Easter Wishes to Wolverhampton

The Poet in residence of Wolverhampton`s radio station, which broadcasts on 101.8 FM and online, wishes everyone a happy Easter.

“Easter is a Christian festival” explained Poet in Residence Ian Henery “but some of its customs – such as Easter Eggs – may well be linked with older traditions.  The egg is an ancient symbol of new life and has long been associated with spring.  From a Christian perspective they remind us that when Jesus died he was buried in a tomb cut into the hillside but death could not hold him.”

Decorating eggs for Easter is another tradition that dates to at least the 13th century according to some sources.  A simple gift and way of celebration is one explanation of this with commercially brought eggs.

Another explanation for this custom is that eggs were formerly a forbidden food during Lent so people would paint and decorate them to mark the end of the period of fasting and enjoy them at Easter.  Other celebrations include egg rolling contests and egg hunts.

Chocolate eggs are said to have originated in France and Germany in the early 19th century but here in the UK it was J.S. Fry & Sons Ltd who produced the first chocolate egg in 1873.  The Bristol-based chocolate business was founded by Joseph fry, a Quaker.

Easter begins with Palm Sunday which is the first Sunday before Easter.  It celebrates Jesus` triumphal entry into Jerusalem riding on a donkey.

“It`s an event mentioned in each of the 4 Gospels” explained Ian Henery “and marks the first day of Holy Week.  It`s the last week of Lent that precedes the arrival of Easter.  Jesus rode on a donkey because it is an animal of peace unlike the horse which is an animal of war.”

Palm Sunday is celebrated by the blessing and distribution of palm branches representing the palm branches which the crowd scattered in front of Jesus as he rode into Jerusalem.  These palms are woven into crosses and represents eternal life.

Easter Sonnet  

On the Cross we witness God`s holy face,

Divine unity, expressed in Jesus;

A willing sacrifice, He died for us,

Love`s redemption with forgiveness and grace.

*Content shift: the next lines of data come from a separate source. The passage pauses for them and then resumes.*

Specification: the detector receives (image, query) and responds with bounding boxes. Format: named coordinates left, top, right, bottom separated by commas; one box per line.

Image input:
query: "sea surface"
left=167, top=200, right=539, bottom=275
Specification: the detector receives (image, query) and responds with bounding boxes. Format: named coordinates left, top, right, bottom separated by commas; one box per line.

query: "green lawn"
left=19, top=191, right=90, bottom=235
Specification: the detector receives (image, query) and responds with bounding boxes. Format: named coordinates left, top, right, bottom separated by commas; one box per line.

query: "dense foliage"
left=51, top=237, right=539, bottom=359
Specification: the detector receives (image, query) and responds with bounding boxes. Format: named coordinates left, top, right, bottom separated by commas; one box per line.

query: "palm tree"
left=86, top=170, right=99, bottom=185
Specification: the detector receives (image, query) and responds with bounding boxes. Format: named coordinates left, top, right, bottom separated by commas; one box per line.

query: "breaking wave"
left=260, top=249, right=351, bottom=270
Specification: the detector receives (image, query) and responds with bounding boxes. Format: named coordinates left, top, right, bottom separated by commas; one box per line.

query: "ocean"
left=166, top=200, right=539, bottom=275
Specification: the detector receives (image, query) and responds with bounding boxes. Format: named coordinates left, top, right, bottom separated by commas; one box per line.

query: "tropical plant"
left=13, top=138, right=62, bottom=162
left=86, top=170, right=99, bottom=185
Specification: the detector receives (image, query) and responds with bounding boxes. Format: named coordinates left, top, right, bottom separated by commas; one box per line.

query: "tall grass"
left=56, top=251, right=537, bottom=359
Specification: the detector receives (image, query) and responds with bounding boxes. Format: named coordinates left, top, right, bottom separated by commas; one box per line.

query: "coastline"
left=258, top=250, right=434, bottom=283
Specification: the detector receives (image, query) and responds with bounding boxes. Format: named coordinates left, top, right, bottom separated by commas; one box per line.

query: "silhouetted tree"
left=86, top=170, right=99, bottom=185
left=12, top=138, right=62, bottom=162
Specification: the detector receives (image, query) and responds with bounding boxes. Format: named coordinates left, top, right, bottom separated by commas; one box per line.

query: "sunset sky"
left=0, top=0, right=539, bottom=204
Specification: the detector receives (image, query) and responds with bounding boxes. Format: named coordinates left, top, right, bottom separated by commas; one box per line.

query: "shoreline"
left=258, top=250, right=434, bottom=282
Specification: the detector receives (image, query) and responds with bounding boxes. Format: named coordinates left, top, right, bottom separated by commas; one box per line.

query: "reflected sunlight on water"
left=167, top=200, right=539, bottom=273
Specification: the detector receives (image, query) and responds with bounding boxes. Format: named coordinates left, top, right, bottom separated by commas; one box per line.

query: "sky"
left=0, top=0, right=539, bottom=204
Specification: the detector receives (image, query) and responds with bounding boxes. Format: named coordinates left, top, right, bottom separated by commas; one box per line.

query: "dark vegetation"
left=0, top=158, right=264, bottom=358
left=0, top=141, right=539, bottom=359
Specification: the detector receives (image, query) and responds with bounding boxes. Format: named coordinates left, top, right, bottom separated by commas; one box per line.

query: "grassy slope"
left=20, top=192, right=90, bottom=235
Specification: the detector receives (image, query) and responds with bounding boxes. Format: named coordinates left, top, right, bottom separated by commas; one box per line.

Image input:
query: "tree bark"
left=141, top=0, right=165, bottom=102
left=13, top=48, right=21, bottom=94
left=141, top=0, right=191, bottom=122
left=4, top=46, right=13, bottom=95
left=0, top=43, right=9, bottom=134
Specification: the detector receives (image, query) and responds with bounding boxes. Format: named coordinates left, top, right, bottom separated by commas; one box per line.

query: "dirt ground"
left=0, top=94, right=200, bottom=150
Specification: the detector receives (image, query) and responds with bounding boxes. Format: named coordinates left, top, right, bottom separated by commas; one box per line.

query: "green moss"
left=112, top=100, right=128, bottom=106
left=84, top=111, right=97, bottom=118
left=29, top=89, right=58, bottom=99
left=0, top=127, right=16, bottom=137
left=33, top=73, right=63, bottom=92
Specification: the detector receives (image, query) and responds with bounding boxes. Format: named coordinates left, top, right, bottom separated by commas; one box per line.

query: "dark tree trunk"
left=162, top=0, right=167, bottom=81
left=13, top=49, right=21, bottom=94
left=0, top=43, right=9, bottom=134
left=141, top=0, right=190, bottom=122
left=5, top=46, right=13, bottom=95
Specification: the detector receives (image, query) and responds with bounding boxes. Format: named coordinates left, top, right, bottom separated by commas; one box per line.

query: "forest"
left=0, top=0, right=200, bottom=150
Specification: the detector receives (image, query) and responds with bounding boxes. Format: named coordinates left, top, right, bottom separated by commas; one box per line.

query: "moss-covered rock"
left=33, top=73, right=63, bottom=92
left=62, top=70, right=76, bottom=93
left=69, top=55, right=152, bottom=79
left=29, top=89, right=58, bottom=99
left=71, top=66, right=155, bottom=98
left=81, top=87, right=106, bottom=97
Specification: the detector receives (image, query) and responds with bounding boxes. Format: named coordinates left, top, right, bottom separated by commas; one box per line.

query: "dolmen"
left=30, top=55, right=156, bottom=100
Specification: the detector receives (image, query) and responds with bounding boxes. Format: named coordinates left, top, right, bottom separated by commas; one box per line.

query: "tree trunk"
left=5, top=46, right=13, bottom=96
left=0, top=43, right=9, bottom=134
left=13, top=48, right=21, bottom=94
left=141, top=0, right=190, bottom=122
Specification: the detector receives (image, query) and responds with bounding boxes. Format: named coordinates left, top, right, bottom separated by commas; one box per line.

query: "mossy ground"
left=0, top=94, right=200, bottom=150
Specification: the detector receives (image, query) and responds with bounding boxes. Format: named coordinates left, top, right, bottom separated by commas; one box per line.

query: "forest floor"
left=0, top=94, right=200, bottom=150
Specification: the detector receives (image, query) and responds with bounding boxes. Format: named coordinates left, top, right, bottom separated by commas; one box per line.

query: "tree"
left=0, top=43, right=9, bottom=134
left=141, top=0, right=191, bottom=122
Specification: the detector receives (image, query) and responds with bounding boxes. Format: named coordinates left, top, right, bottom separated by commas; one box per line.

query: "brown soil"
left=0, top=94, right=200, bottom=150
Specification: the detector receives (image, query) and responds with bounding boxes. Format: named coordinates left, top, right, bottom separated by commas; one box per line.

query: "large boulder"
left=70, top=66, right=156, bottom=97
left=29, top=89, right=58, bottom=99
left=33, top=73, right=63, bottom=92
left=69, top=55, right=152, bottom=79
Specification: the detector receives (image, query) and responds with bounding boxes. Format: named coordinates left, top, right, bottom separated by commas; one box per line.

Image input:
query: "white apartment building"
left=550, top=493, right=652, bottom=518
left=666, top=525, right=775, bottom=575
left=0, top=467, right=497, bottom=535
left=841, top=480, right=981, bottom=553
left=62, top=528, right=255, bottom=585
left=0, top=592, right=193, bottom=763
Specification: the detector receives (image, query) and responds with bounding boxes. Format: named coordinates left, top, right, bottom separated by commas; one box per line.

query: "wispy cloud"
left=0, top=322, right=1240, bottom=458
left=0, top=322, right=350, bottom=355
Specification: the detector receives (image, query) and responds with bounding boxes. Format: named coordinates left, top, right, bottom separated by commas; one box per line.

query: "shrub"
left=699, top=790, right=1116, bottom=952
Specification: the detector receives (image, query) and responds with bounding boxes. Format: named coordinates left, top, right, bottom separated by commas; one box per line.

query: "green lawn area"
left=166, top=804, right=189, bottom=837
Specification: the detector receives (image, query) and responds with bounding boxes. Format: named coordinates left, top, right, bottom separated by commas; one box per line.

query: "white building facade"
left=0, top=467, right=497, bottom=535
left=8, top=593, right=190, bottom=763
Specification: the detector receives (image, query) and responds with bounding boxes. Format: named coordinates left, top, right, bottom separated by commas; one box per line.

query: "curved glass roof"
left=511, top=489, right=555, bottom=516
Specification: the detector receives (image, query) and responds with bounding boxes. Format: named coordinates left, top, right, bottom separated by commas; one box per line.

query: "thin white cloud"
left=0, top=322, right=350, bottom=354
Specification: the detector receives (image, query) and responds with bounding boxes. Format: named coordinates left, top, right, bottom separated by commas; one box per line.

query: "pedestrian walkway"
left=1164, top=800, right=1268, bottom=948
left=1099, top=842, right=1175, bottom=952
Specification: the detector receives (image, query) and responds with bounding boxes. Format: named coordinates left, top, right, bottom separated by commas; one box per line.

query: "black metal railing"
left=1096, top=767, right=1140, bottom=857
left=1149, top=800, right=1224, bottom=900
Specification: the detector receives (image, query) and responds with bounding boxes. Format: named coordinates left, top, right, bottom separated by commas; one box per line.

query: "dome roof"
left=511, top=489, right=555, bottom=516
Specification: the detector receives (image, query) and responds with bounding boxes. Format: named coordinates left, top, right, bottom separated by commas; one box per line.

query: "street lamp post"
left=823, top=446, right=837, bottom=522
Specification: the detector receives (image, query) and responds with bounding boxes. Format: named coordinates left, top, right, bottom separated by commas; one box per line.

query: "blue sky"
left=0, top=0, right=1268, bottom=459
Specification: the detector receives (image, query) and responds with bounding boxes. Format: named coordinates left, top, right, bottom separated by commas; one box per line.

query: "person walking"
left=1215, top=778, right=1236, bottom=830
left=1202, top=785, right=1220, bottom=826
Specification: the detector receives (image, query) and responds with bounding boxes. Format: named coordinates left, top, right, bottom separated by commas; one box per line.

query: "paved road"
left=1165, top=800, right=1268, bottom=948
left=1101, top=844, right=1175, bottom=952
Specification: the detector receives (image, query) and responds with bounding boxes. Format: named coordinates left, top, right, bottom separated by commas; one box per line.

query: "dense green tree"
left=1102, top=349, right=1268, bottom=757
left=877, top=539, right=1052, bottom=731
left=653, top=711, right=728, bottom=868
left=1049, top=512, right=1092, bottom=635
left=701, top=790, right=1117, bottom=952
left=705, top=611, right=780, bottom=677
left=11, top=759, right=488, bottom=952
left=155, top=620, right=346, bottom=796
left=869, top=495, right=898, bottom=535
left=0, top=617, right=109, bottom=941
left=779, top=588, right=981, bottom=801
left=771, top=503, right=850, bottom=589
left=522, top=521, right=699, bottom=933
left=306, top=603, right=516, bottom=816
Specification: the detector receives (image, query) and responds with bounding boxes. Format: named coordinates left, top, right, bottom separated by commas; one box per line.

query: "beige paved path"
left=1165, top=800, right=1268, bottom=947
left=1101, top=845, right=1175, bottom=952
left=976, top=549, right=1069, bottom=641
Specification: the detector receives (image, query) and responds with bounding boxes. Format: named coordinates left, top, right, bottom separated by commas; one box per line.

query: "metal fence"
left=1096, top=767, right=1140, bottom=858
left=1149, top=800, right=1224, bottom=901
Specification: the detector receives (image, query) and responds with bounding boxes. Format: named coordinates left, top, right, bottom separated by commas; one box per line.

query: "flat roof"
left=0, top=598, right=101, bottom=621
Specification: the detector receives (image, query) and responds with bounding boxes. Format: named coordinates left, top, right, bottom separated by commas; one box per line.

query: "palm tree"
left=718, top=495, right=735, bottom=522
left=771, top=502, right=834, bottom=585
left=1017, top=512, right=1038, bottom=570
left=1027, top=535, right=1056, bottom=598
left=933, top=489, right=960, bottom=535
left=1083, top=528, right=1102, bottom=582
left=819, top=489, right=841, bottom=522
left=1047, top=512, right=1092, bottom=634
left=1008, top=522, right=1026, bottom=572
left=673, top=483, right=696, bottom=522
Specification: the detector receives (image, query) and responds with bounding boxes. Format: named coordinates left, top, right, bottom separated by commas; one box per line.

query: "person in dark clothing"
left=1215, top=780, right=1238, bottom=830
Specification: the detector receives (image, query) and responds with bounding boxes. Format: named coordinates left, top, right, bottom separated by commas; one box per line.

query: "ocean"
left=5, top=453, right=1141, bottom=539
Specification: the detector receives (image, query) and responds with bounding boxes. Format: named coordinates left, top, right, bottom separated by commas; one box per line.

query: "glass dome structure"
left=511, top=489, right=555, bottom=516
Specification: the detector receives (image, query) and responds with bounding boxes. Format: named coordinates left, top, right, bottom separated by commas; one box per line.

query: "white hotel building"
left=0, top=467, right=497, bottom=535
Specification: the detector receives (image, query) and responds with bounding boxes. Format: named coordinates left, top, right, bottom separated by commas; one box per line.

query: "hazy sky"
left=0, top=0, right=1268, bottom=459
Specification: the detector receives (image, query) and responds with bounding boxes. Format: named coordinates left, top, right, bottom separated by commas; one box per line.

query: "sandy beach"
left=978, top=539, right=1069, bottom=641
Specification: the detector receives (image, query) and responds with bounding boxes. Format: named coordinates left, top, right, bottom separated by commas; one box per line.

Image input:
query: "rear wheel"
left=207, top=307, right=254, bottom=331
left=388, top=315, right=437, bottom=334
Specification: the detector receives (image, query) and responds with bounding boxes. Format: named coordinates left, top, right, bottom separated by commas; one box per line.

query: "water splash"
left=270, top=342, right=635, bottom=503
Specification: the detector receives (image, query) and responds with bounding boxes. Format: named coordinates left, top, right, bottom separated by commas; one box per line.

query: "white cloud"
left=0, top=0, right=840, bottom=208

Salvation from sins for the human race,

Jesus came amongst us and had to die:

“Father, forgive them!” shouted to the sky,

Soldiers gambling at the Cross` base.


How often has that cry rung down the years?

“Father, forgive them!” when mired in war

And the hands that prayed are covered in gore?

A global tsunami of children`s tears.

“Father, forgive them!”, Mary`s boy child, dear

Pleads to God on the Cross, blood that He shed.

Love hard as nails, deliverance He bled,

All we need is Jesus, nothing to fear.